What You Should Know About Backup Strategies

I think everyone today performs some level of backup whether it’s with the use of the native xcopy, robocopy to a local disk or external drive, or something more sophisticated such as an offsite Backup Disaster Recovery (BDR)/replication site.  Either way, having a good back is only a great start and does not complete the intended process. As a business owner and/or operations manager, you must know and ask about the following.     What about the ability to recover that  backup?

This is where most companies fail as no recovery process is tested, proofed or validated.  Some people liken this to sky diving without a parachute – you will jump out of a plane, but you may not successfully make it down safely.
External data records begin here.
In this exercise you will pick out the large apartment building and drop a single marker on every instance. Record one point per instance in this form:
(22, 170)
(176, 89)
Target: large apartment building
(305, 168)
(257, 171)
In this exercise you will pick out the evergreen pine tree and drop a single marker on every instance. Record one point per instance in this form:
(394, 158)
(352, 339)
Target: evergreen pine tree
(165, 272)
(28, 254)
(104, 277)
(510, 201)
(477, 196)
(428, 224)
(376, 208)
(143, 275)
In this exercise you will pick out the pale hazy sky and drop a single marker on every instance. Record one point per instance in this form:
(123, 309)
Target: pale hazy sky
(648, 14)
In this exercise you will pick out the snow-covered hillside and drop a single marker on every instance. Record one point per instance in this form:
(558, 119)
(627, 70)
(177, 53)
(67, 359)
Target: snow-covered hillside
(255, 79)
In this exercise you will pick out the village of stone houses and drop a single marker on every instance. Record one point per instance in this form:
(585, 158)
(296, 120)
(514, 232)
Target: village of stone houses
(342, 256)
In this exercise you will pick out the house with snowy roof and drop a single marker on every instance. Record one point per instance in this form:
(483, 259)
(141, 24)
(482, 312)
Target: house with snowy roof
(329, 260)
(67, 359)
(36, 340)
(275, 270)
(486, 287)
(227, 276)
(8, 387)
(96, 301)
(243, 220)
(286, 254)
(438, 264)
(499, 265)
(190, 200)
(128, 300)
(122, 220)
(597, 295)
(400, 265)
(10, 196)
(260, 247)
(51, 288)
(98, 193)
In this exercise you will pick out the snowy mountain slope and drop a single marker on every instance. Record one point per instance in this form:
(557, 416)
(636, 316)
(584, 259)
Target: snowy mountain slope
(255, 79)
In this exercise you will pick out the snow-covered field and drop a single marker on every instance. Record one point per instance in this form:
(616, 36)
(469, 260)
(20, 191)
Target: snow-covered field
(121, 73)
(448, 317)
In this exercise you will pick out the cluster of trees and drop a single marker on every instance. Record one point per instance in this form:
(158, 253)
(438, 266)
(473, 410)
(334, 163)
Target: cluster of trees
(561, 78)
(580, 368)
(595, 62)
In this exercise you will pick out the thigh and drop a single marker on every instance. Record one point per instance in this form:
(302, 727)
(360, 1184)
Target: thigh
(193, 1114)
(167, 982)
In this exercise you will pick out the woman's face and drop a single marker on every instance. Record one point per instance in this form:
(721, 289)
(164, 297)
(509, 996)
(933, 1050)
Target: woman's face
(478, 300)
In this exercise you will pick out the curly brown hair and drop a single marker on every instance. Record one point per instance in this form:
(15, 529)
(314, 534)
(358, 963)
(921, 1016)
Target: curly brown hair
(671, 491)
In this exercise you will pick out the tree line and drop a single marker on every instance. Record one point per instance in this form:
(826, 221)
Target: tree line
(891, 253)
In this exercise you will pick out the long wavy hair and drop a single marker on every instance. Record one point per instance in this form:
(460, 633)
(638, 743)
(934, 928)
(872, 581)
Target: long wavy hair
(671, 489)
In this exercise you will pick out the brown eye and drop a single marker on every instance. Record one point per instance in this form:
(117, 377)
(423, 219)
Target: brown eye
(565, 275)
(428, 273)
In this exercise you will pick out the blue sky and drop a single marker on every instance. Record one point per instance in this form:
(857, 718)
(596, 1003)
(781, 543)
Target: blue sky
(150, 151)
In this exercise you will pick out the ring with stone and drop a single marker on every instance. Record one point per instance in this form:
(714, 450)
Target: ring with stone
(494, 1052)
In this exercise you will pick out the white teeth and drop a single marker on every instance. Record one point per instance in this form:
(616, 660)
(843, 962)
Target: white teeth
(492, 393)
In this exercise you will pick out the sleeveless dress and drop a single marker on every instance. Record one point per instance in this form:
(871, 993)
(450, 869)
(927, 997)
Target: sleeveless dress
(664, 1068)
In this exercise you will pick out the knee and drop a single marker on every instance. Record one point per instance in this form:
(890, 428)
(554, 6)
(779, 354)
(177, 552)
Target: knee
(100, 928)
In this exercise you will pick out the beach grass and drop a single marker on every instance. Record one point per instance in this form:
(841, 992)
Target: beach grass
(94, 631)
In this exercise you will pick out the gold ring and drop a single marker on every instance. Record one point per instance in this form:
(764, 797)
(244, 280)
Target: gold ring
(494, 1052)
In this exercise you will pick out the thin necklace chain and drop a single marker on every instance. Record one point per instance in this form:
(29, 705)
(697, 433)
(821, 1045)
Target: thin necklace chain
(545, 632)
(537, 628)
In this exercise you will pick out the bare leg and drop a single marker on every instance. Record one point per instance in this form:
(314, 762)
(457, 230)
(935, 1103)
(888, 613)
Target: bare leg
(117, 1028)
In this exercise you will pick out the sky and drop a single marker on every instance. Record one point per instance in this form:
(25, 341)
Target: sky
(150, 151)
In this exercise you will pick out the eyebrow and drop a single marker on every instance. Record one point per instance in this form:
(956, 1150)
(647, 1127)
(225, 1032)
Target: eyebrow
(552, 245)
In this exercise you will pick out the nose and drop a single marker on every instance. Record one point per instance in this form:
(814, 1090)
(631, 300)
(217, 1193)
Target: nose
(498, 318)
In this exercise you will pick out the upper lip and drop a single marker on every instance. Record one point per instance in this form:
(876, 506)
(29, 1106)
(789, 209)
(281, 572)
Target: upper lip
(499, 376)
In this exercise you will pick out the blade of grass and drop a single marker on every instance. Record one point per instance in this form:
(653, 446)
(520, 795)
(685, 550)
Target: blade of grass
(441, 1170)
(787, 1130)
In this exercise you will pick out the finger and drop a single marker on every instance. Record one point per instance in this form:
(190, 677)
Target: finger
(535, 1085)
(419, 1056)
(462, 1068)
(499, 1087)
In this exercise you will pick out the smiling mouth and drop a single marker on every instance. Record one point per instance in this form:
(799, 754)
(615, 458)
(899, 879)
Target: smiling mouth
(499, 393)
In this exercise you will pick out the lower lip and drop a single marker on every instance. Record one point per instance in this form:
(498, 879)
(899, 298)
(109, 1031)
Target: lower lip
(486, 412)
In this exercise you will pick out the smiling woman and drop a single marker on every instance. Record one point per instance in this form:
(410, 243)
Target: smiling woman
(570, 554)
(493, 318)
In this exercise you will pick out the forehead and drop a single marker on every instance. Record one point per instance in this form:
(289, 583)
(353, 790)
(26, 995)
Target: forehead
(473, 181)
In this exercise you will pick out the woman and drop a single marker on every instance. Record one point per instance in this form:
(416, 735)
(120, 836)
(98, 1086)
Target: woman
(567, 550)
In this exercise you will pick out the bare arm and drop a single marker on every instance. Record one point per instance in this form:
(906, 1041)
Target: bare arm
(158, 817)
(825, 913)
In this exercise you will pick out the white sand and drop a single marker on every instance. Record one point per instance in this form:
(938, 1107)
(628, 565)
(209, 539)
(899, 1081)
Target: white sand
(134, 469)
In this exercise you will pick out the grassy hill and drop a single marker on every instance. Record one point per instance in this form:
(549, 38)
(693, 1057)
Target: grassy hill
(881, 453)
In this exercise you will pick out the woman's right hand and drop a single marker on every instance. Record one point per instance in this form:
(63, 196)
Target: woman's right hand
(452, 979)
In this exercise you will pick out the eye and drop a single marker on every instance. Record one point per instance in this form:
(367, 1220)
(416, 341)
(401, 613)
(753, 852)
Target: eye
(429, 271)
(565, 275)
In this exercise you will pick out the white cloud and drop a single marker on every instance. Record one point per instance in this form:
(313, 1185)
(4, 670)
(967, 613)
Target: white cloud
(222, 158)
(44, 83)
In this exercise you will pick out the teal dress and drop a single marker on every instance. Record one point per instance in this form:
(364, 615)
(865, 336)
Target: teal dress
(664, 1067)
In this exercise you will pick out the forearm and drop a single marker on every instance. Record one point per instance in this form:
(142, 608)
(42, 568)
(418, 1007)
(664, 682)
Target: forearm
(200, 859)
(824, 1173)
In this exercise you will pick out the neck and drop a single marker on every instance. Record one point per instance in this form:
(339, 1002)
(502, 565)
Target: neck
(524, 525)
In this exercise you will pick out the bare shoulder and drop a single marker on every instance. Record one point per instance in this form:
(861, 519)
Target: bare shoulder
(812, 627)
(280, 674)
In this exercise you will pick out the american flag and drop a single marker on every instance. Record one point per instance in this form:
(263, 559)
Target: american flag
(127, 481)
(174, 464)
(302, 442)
So, what is your Recovery Point Objective (RPO) & your Recovery Time Objective (RTO)?

Both are needed to ensure you are achieving your intended business goals. The RPO is the value is the age of the data set.  For example, data sets may be backed up every day; therefore, your RPO is one day.  The RTO value is how quickly you want this data set recovered.  For example, I want to recover my data set in four hours.  Please keep in mind that a short RPO and quick RTO can be very costly while a short RPO and long RPO might be more reasonable for most companies.

  • Have you tested, proofed and validated your backups and just as important, have you tested your recovery?
  • Without testing the recovery process, you may only have half of the equation solved.
  • Having now digested these basic backup process values, what is your RPO and RTO?